Hip Abduction and Adduction
11/2/2005 12:00:00 AM | Pack Athletics
It's been shown that the hip abduction movement done on a regular basis does much to improve knee stability thereby reducing the rate of knee related problems. The hip adduction movement improves strength in the groin which can help reduce the incidence of groin strains. This being the case, athletes would do well to include them in there regular weight training program.
Hip abduction is when the leg is moved out to the side and involves the muscles on the outer part of the hips. Hip adduction is when the leg is moved back in next to the other leg from the out position and involves the muscles of the groin area.

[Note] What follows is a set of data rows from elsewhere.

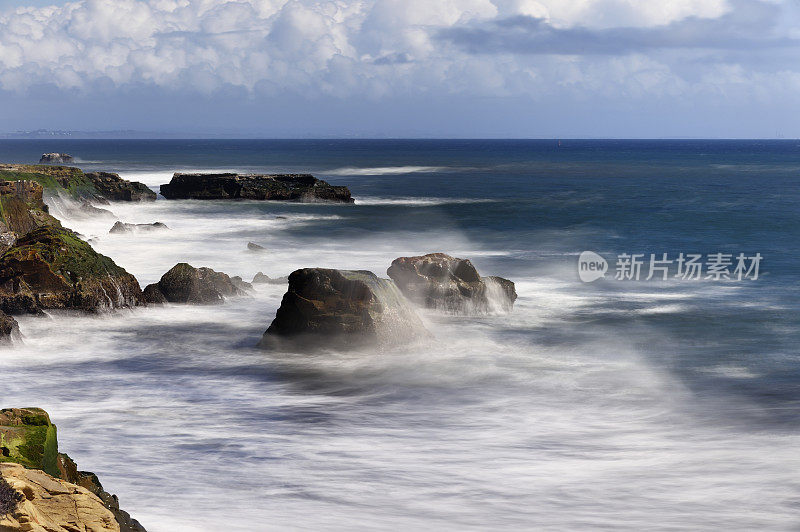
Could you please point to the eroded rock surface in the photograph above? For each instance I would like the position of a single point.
(342, 308)
(451, 284)
(186, 284)
(284, 187)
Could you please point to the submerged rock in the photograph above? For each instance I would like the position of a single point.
(447, 283)
(342, 308)
(51, 268)
(56, 158)
(121, 227)
(114, 188)
(285, 187)
(186, 284)
(55, 495)
(9, 328)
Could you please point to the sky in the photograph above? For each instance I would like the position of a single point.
(403, 68)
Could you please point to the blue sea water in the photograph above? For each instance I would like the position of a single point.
(608, 405)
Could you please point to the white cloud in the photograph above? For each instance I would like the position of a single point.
(366, 48)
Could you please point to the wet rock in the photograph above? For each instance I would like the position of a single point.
(56, 158)
(51, 268)
(9, 328)
(451, 284)
(342, 308)
(187, 284)
(121, 227)
(113, 187)
(284, 187)
(55, 494)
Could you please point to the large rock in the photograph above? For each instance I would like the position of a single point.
(113, 187)
(286, 187)
(51, 268)
(56, 158)
(9, 328)
(186, 284)
(342, 308)
(55, 495)
(447, 283)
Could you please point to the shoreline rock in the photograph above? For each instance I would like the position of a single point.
(442, 282)
(122, 227)
(56, 158)
(303, 188)
(186, 284)
(51, 268)
(112, 187)
(342, 308)
(53, 493)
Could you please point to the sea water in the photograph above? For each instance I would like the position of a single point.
(619, 405)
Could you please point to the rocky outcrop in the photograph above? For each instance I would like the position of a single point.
(262, 278)
(9, 328)
(53, 495)
(342, 308)
(55, 158)
(284, 187)
(112, 187)
(22, 210)
(121, 227)
(51, 268)
(447, 283)
(187, 284)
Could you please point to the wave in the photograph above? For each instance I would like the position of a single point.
(386, 170)
(418, 202)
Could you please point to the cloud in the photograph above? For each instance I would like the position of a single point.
(374, 49)
(748, 27)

A standing hip abduction exercise is done by standing straight with the legs together and moving the one leg out to the side as far as possible while keeping the body positioned up straight and the toe pointed forward. As the leg moves outward it should remain slightly behind the position that it was in at the beginning of the movement. Perform 10 to 12 repetitions with one leg then the same with the other. There is a tendency for the leg to move forward as it goes out so be mindful of that. Resistance can be provided by using rubber tubing as shown in the photos below.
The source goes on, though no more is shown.